Application recovery in Veeam Backup and Replication has always been great. Thanks to their Instant Recovery technology and its ability to power up any VM at any restore point directly from the backup file, it’s possible to have a VM up and running in few minutes without waiting for long restore times.
Depending on the license level, you would then be able to connect to the restored VM and get the data you need (standard license) or use one of the U-AIR recovery wizard to let Veeam do all these processes in the background and give you a simple interface to choose data and restore them (enterprise license).

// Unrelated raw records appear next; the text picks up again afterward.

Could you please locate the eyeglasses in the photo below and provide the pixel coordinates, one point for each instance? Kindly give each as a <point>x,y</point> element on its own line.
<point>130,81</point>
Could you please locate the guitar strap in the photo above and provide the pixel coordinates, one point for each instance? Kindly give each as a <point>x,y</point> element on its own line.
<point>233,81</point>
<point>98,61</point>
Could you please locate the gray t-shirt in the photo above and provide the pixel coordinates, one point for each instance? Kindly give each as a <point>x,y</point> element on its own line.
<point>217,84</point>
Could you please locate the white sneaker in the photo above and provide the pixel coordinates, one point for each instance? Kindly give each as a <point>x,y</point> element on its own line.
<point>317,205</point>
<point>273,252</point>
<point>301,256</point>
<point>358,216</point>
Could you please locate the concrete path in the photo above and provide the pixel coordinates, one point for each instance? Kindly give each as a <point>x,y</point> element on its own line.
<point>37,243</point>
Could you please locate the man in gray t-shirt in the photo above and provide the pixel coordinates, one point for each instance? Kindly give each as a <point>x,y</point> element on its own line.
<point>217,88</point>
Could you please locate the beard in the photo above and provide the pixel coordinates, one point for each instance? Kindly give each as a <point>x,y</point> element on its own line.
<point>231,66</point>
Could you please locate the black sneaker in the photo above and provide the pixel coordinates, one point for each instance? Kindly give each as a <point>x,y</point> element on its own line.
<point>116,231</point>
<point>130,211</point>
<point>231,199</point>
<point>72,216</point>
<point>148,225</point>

That said, having to power on an entire Exchange Server, maybe even as a member of a DAG cluster, only to recover one lost email, has always been a bit overkill, and something classic agent-based competitor has always shown as a limit of Veeam.
No more.
Veeam has recently released a beta tool, called Veeam Explorer for Microsoft Exchange. It’s goal? Right what it’s name stands for. The software needs to be installed on a 64 bit versions of Windows 7, Windows Server 2008 or 2008 R2, where also Veeam Backup and Replication is already installed. Other specifications are:
– you can use it only on Exchange 2010 servers
– you need Veeam Backup & Replication 6.1
– works for both VMware vSphere and Microsoft Hyper-V backups
– Extensible Storage Engine (ESE) binaries
– Outlook 2010 x64 on the Veeam server (needed to complete some restore tasks)
You can get ESE binaries directly from an Exchange 2010 installation DVD, simply search for the “ese.dll” file, copy it into the Veeam server and link to it under Veeam Explorer for Exchange options. This is the only file you need.
Once your setup is ready, first you need to run a File Level Recovery to mount the .EDB database from a backup set and make it visible inside the Veeam Backup server file structure. Then, inside Veeam Explorer you add the new EDB database:
From here, you can simply browse the database looking at the desired mailbox, its inbox, calendar or other elements, and even search for specific items if the mailbox is really large:
Once you find the items you need to restore, you can save them in MSG or PST format, ready to be then imported in the production Exchange server. Or, if you configured SMTP settings inside this tool, send the email directly to the owner’s inbox.
Cool, isn’t it?
And to add more coolness, Veeam already confirmed this tool will be added in the next major release at no additional charge. Think about the price of specialized software or backup add-on to do the same, and you can realize how much money you can save, and have at the same time a way to restore emails with ease and low time consumption.